The Get Transcript debacle, revised and extended. IRS Commissioner Koskinen’s perfect record of getting things wrong the first time rolls on. The man who famously assured us that there were no more Tea Party emails, and they weren’t backed up, only to be proven repeatedly wrong, now tells us that the hack of the “Get Transcript” hack was much worse than they had let on. Ars Technica reports:
More than three months after the Internal Revenue Service shut down its online tax transcript service because of a massive identity theft effort, the IRS is now acknowledging that the number of affected taxpayers is more than three times the agency’s initial estimate. And the number of affected taxpayers may continue to grow as the agency digs into logs of hundreds of thousands of connections to its Get Transcript application over the past year.
Commissioner Koskinen was billed as a “turnaround artist” for a struggling IRS. I guess I just don’t understand art. The IRS continues to send billions of dollars to identity thieves, most far less sophisticated than the (presumably Russian) outfit that hacked the transcript application. For example:
Fourteen reputed gangsters from Plainfield, Elizabeth and Newark have been indicted on charges ranging from tax fraud to murder following a seven-month investigation into alleged financial scams that helped sustain their criminal organization.
All 14 members and associates of the Elizabeth-based 111 Neighborhood Crips street gang were charged under the state’s Racketeer Influenced and Corrupt Organizations statute, or RICO.
If you can’t keep the 111 Neighborhood Crips from electronic tax theft, you don’t stand much chance against Russian organized crime.
The TaxProf has a roundup. More coverage:
Caleb Newquist, IRS Was Just Kidding When It Said Cyber Criminals Tried to Access Tax Return Information for 225,000 Households. “It was quite a few more than that, actually.”
Russ Fox, IRS Data Breach Impacted 334,000, Not 100,000 as IRS First Said. “Being a cynic, I wonder if the IRS’s announcement last week regarding free credit monitoring services has to do with today’s announcement.”
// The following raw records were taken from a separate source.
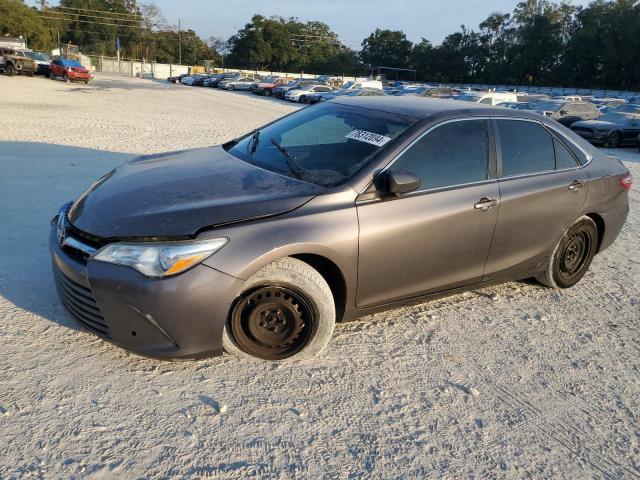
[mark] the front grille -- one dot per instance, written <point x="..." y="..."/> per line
<point x="80" y="303"/>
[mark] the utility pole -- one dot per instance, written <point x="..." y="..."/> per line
<point x="179" y="44"/>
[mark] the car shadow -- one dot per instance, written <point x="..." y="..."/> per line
<point x="36" y="179"/>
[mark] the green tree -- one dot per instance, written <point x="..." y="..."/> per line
<point x="386" y="48"/>
<point x="18" y="20"/>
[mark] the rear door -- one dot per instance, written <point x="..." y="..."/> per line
<point x="437" y="237"/>
<point x="542" y="189"/>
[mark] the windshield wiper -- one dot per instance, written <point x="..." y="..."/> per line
<point x="253" y="144"/>
<point x="292" y="163"/>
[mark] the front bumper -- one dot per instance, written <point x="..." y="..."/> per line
<point x="175" y="317"/>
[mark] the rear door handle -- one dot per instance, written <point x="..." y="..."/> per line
<point x="576" y="185"/>
<point x="485" y="204"/>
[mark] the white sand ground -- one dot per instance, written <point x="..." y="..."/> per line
<point x="516" y="381"/>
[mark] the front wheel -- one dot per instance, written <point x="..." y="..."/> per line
<point x="572" y="255"/>
<point x="286" y="312"/>
<point x="613" y="141"/>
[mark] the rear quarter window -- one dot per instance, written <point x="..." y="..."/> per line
<point x="526" y="147"/>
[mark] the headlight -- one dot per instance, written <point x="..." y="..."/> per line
<point x="161" y="259"/>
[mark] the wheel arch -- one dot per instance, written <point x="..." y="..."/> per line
<point x="333" y="276"/>
<point x="599" y="221"/>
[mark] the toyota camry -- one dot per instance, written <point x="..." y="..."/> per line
<point x="260" y="245"/>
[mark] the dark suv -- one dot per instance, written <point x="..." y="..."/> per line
<point x="568" y="112"/>
<point x="14" y="61"/>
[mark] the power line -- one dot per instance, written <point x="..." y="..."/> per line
<point x="64" y="16"/>
<point x="91" y="22"/>
<point x="100" y="11"/>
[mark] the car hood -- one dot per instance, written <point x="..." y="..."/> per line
<point x="178" y="193"/>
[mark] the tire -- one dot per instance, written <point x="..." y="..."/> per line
<point x="613" y="141"/>
<point x="572" y="255"/>
<point x="286" y="294"/>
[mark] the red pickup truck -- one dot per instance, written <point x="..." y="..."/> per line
<point x="69" y="70"/>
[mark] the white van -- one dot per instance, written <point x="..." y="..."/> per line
<point x="357" y="84"/>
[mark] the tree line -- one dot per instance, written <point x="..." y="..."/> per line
<point x="541" y="42"/>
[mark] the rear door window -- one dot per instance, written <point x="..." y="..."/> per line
<point x="564" y="158"/>
<point x="526" y="148"/>
<point x="453" y="154"/>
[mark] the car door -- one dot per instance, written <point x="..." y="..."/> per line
<point x="542" y="189"/>
<point x="437" y="237"/>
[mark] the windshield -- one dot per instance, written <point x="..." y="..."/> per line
<point x="634" y="109"/>
<point x="39" y="56"/>
<point x="330" y="142"/>
<point x="548" y="106"/>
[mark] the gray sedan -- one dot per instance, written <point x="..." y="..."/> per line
<point x="618" y="128"/>
<point x="259" y="246"/>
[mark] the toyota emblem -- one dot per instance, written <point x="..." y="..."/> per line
<point x="61" y="234"/>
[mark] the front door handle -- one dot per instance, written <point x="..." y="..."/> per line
<point x="485" y="204"/>
<point x="576" y="185"/>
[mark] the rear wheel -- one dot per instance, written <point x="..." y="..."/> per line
<point x="286" y="312"/>
<point x="572" y="255"/>
<point x="613" y="141"/>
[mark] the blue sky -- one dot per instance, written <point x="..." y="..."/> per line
<point x="352" y="20"/>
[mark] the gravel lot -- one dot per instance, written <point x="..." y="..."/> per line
<point x="516" y="381"/>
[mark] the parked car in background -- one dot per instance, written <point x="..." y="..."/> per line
<point x="192" y="79"/>
<point x="69" y="71"/>
<point x="568" y="98"/>
<point x="200" y="79"/>
<point x="240" y="83"/>
<point x="301" y="95"/>
<point x="177" y="78"/>
<point x="362" y="92"/>
<point x="487" y="98"/>
<point x="358" y="84"/>
<point x="261" y="245"/>
<point x="43" y="61"/>
<point x="215" y="81"/>
<point x="225" y="81"/>
<point x="440" y="92"/>
<point x="567" y="112"/>
<point x="15" y="61"/>
<point x="281" y="90"/>
<point x="266" y="86"/>
<point x="618" y="128"/>
<point x="517" y="105"/>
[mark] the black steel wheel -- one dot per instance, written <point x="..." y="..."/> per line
<point x="285" y="313"/>
<point x="572" y="255"/>
<point x="614" y="140"/>
<point x="272" y="322"/>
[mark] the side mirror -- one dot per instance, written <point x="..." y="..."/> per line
<point x="401" y="182"/>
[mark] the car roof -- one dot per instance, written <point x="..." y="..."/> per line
<point x="418" y="107"/>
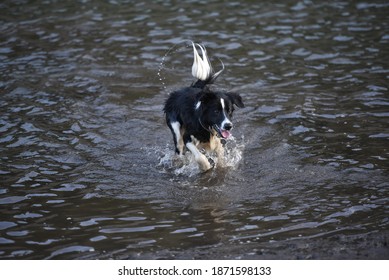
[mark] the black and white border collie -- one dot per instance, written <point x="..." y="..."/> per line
<point x="198" y="117"/>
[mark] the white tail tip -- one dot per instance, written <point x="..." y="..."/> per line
<point x="201" y="68"/>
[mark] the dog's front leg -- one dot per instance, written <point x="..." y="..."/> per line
<point x="199" y="157"/>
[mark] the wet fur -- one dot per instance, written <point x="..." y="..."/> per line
<point x="198" y="117"/>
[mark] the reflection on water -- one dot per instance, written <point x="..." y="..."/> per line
<point x="86" y="163"/>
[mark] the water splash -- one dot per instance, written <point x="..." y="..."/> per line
<point x="185" y="165"/>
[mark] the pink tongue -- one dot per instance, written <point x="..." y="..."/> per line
<point x="226" y="134"/>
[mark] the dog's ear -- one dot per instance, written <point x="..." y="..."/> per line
<point x="235" y="99"/>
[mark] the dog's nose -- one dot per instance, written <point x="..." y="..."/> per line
<point x="228" y="126"/>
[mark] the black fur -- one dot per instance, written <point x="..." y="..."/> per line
<point x="181" y="107"/>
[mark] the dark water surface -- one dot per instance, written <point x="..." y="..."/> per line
<point x="86" y="163"/>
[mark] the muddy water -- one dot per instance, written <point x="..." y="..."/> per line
<point x="86" y="163"/>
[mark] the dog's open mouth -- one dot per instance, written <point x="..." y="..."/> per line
<point x="222" y="133"/>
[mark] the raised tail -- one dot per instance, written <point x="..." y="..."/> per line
<point x="202" y="69"/>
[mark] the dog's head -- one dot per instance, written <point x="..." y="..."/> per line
<point x="214" y="109"/>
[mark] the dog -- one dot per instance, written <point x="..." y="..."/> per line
<point x="198" y="117"/>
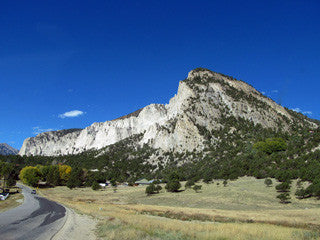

Kay Bell, Uncle Sam, watch TV! You need these kind of tech-savvy staffers to fight growing tax & government website hacking. Actually, it appears the IRS already relies on fictional characters to protect its systems.
Annette Nellen, Highway Trust Fund and Tax Reform
Robert Wood, A $35 Million Wedding? Yes, Before Taxes:
But suppose you’re all about business? Is it possible to write off the cost if you’re inviting all your clients and customers?
Patrick Smith,D.C. Circuit Majority Opinion in Florida Bankers Not Consistent with Supreme Court’s Direct Marketing Decision (Part 2). On the bankers’ challenge to FATCA.
Peter Reilly, Travel Blogger Finds Sex, Drugs Even Some Museums But No Tax Deductions. Sex, drugs, but no tax rock ‘n roll.
Paul Neiffer travelblogs the First Day of the Midwest Crop Tour, looking at good corn in South Dakota and Nebraska. No word on how his deductions are doing.
Jeremy Scott, Lessig Is Probably Wrong About Extenders (Tax Analysts Blog):
Maybe some would argue that all this is part of a grand conspiracy. The president, left-leaning think tanks, and Republicans conspire to create a debate over extenders that lets the GOP and its allies (many Democrats do in fact support permanent credits for research, state and local sales taxes, depreciation, and other items) constantly churn money from donors. But that doesn’t seem very plausible.
Maybe not, but it sure does get the lobbyists to show up for the summer golf fund-raisers.
TaxProf, The IRS Scandal, Day 831
News from the Profession. CPA Thought He Was Out, Gets Pulled Back In (Caleb Newquist, Going Concern).
If you were a CPA who testified in the trial of two NYPD officers dubbed the “Mafia Cops,” no one would doubt you if you said, “I could never ever, I will never ever, be a CPA again.”
But he did. It doesn’t appear to be going well.